Import classification necessities

Initialize a feature variable and set it to 'text'

Initialize a target variable and set it to 'label'

Convert categorical feature data into numerical data (e.g. CountVectorizer) to be used for classification models

Split test and training data (x parameter is feature data, y parameter is target data)

Choose a classification model to initialize

Fit the model with X and y training data

Generate a score and interpret results

Set feature variable to 'title' and repeat previous steps using the same classification model

Compare the two classification reports to determine what feature is more predictive

#### Implementation:

In [36]:
from sklearn.model_selection import train_test_split
from sklearn.metrics import confusion_matrix, classification_report
from sklearn.feature_extraction.text import CountVectorizer
from sklearn.feature_extraction import text
from sklearn.naive_bayes import MultinomialNB
from sklearn import metrics
import pandas as pd
import seaborn as sns
sns.set_theme(palette='colorblind')

In [37]:
news_df = pd.read_csv('fake_or_real_news.csv')

In [38]:
feature_var = 'text'

In [39]:
target_var = 'label'

In [40]:
counts = text.CountVectorizer()

In [41]:
text_vec = counts.fit_transform(news_df[feature_var])

In [42]:
text_clf = MultinomialNB()

In [43]:
text_vec_train, text_vec_test, label_y_train, label_y_test = train_test_split(text_vec, news_df[target_var], random_state=3)

In [44]:
text_clf.fit(text_vec_train,label_y_train)

In [45]:
text_clf.score(text_vec_test,label_y_test)

0.8813131313131313

In [46]:
feature_var = 'title'

In [47]:
counts = text.CountVectorizer()

In [48]:
title_vec = counts.fit_transform(news_df[feature_var])

In [49]:
title_clf = MultinomialNB()

In [50]:
title_vec_train, title_vec_test, label_y_train, label_y_test = train_test_split(title_vec, news_df[target_var], random_state=3)

In [51]:
title_clf.fit(title_vec_train,label_y_train)

In [52]:
title_clf.score(title_vec_test,label_y_test)

0.8087121212121212

#### Conclusion:

It appears the text classifer resulted in a higher accuracy score than the title classifer, meaning the text of a news article is more predictive than the tile of the article when it comes to determining what news is real or fake.

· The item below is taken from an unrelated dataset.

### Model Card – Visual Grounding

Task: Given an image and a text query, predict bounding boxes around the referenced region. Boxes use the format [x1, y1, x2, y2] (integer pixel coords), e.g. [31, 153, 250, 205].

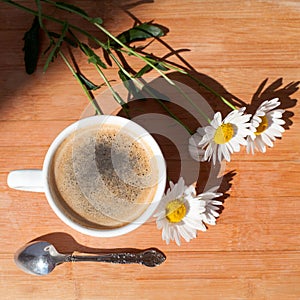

### Question 2: Are titles of real or fake news more similar to one another?

#### Pseudocode:

Make necessary imports for text analysis

Separate dataset into two dataframes where one holds fake news and the other holds real news

Choose a method for checking text similarity (e.g. euclidean distance)

Initialize a CountVectorizer which can convert a collection of text documents to a matrix of token counts

Fit-transform the CountVectorizer with the fake news dataframe title column 

Initialize a vocabulary variable and set it to the feature names of the CountVectorizer

Construct a dataframe using the CountVectorizer fit-transformation as the data and the vocabulary as the columns

Calculate the mean Euclidean distance for fake news titles

Repeat the dataframe construction process using the real news dataframe

Compare the mean euclidean distances of the fake and real news dataframes to determine whether titles of real or fake news are more similar to one another

#### Implementation:

In [61]:
import pandas as pd
from sklearn.feature_extraction import text
from sklearn.metrics.pairwise import euclidean_distances

In [62]:
news_df = pd.read_csv('fake_or_real_news.csv')

In [63]:
groups = news_df.groupby('label')

fake_df = groups.get_group('FAKE')
real_df = groups.get_group('REAL')

In [64]:
counts = text.CountVectorizer()

In [65]:
count_mat = counts.fit_transform(fake_df['title']).toarray()
vocabulary = counts.get_feature_names_out()
count_df = pd.DataFrame(data = count_mat, columns = vocabulary)

In [66]:
dists = euclidean_distances(count_df)
dists.mean()

4.635433819614329

In [67]:
count_mat = counts.fit_transform(real_df['title']).toarray()
vocabulary = counts.get_feature_names_out()
count_df = pd.DataFrame(data = count_mat, columns = vocabulary)

In [68]:
dists = euclidean_distances(count_df)
dists.mean()

4.358367837300137

#### Conclusion:

Based on the calculated mean euclidean distances, the titles of real news are more similar to one another.